Wednesday, October 22, 2008

Exhausted

Years ago, a teacher of mine told me that 'your twenties are ok, your thirties are awful and your forties are much better than anything you've ever experienced before'. I asked her what it is about turning thirty that seems to plunge people into the depths of life despair, some of them entering a mid-life crisis even though they have not reached the supposed mid-point at all. She said: 'Well, it just feels like you haven't accomplished anything'.

I didn't know what to think of that, especially because we had that discussion when I was 21 and she had just turned 42 and when my thirties seemed like a lifetime away still. And they were a lifetime away because even now, I do not feel like only nine years have elapsed but more like twenty or thirty. It feels like that conversation took place in somebody else's life span, not mine.

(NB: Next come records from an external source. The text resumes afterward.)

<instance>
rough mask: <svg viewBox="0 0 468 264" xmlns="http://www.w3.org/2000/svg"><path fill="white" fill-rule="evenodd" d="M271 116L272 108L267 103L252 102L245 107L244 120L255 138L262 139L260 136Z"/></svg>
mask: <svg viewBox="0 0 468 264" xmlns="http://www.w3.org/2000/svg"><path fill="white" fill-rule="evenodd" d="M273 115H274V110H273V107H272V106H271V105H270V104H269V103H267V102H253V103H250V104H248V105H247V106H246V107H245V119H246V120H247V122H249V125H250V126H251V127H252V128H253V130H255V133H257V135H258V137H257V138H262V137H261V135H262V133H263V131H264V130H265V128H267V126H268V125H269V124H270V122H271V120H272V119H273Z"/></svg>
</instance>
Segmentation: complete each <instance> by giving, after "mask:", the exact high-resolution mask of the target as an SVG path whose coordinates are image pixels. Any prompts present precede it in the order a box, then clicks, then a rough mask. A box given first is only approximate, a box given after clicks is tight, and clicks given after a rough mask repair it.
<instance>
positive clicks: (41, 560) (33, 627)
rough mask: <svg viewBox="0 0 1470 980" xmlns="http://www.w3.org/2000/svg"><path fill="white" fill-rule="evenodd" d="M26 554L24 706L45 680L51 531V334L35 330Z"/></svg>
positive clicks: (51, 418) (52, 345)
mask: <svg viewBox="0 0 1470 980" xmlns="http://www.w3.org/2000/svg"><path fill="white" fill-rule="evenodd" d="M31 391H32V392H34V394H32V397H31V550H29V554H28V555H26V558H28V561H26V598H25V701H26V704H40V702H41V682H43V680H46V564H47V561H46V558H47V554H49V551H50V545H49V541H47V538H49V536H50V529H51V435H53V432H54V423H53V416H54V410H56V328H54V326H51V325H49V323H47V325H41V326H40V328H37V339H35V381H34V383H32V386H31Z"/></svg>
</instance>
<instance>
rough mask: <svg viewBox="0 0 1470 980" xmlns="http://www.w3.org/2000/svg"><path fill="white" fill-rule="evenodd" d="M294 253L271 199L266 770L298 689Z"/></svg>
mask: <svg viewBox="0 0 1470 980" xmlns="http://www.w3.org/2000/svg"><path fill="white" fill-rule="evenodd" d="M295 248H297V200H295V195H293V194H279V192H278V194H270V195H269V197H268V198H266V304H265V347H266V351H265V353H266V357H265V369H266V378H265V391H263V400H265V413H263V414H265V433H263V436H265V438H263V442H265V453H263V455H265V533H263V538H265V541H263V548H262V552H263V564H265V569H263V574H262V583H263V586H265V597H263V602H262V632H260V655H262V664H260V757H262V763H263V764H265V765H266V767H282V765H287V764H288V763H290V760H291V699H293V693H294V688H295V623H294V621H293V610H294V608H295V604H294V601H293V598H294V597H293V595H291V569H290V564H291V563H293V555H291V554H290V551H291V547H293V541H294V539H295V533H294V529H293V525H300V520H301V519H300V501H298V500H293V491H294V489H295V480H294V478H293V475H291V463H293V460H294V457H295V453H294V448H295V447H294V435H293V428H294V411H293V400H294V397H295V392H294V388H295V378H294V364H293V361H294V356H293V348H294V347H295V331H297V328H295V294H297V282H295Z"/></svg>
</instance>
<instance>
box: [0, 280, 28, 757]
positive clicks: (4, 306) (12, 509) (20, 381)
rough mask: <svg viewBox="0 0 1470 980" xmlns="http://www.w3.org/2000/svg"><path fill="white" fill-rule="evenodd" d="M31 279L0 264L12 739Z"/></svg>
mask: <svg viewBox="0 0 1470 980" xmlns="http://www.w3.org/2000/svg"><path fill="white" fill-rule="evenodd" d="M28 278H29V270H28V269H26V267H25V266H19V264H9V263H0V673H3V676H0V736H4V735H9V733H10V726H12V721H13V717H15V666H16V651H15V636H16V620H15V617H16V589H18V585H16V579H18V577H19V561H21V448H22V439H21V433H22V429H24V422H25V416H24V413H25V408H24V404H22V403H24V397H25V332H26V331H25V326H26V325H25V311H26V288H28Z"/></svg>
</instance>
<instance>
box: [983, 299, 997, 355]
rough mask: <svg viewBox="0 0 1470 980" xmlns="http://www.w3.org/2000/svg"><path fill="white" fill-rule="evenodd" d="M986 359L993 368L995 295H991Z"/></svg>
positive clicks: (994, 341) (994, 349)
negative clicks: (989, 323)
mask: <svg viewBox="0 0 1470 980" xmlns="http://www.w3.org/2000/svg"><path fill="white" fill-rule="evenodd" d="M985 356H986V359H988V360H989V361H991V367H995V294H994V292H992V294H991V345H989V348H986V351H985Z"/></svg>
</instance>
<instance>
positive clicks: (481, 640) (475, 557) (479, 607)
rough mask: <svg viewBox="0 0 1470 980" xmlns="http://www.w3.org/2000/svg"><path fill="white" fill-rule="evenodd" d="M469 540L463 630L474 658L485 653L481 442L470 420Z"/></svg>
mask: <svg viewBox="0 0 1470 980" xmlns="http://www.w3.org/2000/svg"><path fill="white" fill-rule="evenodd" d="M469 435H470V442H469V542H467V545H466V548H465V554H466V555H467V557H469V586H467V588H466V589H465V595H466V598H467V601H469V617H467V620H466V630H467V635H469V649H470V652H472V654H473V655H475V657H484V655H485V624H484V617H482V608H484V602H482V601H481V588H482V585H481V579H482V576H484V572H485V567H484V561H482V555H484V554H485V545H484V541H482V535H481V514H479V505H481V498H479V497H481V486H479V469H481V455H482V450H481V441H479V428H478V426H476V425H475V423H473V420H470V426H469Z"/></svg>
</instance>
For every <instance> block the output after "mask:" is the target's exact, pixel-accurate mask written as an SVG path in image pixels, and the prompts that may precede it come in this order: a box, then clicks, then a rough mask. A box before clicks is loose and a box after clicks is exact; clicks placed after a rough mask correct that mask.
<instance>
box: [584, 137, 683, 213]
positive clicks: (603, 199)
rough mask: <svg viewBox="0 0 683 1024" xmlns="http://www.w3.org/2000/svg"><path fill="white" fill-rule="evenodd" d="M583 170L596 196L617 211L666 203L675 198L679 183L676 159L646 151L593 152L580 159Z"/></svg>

And well I am exhausted. Exhausted by a lot of things that are in my life and by a lot of things that are not. And isn't that funny, even a little bit ridiculous to be exhausted by lack of? I could launch myself into a Lacanian lecture on lack but I will leave that for another time. In fact, I may never get to give that lecture on here, for I think that few people know Lacan and even fewer would be interested in hearing about his long-winded, unintelligible theories.

I am writing a piece about Batman's Joker in comparison to Jorge from The Name of The Rose. I had this brilliant leap of intelligence a few weeks ago, when I was scribbling notes on The Dark Knight and it all made splendid sense. Now... it still does but I cannot be asked to flesh it out, as they say. I cannot be asked to put it into coherent paragraphs that would make an examiner go: 'Wow, isn't she good?!'. And so it's easy to feel exhausted. Exhausted by the lack of definition that the final stages of a PhD instill in people; exhausted by lingering in the no man's land of the writing up stage.